During the past year, more than a million Indians have voluntarily surrendered their subsidised cooking gas. The Modi government’s campaign to persuade them to do so, arguing that the money ought to be directed towards the more deserving, is path-breaking in its attempt to change the narrative on subsidies in what is still very much a developing country.
There has been plenty of public discourse on whether the less deserving have hogged the lion’s share of subsidies. In particular, it has been asked whether fuel subsidies for the middle class take away what should rightfully go to the much larger populace that doesn’t own vehicles; also whether agriculture subsidies, including income-tax exemption, end up benefiting better-off landowners to the detriment of subsistence farmers. Attempts to direct subsidies to the poorest (such as a targeted public distribution system), which have given mixed results, have also been caught in the crossfire of ideologies, with some sections of the polity accusing others of trying to deprive the needy.
But it is only recently that people have started questioning and criticising the privileges enjoyed by the political elite. As India’s middle class grows in size and affluence, it has gained influence and has started speaking its mind against such privileges as subsidised food in Parliament, excessive expenditure on VIP security, exemption from frisking at airports, red beacons atop VIP cars. Many Indians now see them as relics reflecting the colonial mindset—as if the elite need special facilities to be able to do their job. They see them as unsuited to the world’s largest democracy in the 21st century.
Other facets of such privileges have to do with the accumulated effects of political hypocrisy. One glaring example, at the higher levels of public office, is paying salaries whose overt components are noticeably lower than their private-sector counterparts, yet making up for that with significant perks—such as free or subsidised housing.
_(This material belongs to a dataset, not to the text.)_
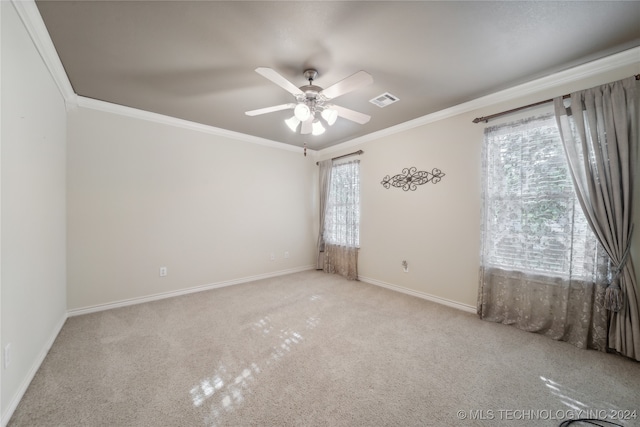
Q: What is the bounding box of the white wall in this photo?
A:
[67,108,317,310]
[0,1,66,424]
[319,58,640,311]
It is time to start debating whether the country wouldn’t be better off by emulating such countries like Singapore, where public salaries are significantly higher and, equally importantly, overt.
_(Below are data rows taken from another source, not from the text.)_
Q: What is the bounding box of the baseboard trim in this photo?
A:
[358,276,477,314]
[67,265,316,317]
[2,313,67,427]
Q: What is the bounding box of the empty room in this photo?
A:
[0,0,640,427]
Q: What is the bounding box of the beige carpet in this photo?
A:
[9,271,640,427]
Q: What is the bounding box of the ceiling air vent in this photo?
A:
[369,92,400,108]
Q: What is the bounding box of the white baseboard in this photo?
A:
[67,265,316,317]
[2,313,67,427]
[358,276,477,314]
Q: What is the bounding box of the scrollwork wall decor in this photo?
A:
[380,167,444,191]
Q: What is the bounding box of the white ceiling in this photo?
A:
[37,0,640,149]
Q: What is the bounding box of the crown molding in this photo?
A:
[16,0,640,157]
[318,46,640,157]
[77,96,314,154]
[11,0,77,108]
On the matter of subsidies for the poor, newer attempts to use technology to bypass India’s byzantine, leaky government delivery systems and deliver directly to beneficiaries are still at an early stage. But Aadhaar—arguably the UPA government’s most transformative idea, on which it dragged its feet to its own cost—is already beginning to make an impact. The direct benefits transfer (DBT) mechanism is being used to send the subsidy amount on LPG cylinders directly to continuing, needy beneficiaries’ accounts. This relies on biometric identification (done under the Aadhar programme) to ensure there is no duplication of benefits. DBT itself is a euphemism for cash transfers which, though successful in several countries and endorsed by many leading economists, is nevertheless resisted by some. Their argument, that India’s corruption-ridden, inefficient delivery system cannot be improved and must remain in place, is debatable.
What is not in question, however, is that low global petroleum prices over the past year have provided India with an opportunity to catch its breath and revisit the principles of subsidies. The government has been able to drastically reduce fuel subsidies without a spike in inflation or bruising political consequences. It is in this backdrop that the idea of persuading millions of well-off people to abjure subsidies and take pride in doing so is revolutionary. But in doing so, the government has ignited reactions that can have far-reaching and unanticipated consequences.
One such reaction is a growing feeling among the middle class that if they can give up LPG subsidy, MPs ought not to be enjoying subsidised food. Attempts to defend this subsidy on the grounds that many others avail of it besides MPs have not been persuasive. Most of these others are government staff, journalists and the like, hardly representative of the poorest citizens. And the final nail on that coffin is the response that if anyone inside Parliament’s premises needs a food subsidy, they should get it transparently—via DBT. The Parliament canteen subsidy is hardly the costliest perk, being far overshadowed by housing and other such luxuries. And politicians are hardly the biggest beneficiaries of such privileges. Just a cursory look at the pelf and privileges enjoyed by unelected, and far less accountable, senior government employees, makes that clear. But in this era of subsidy re-engineering, this relatively small privilege has started grating with many. Doing away with it might be a baby step, but would help create manoeuvring room for MPs to have more substantial discussions on subsidies.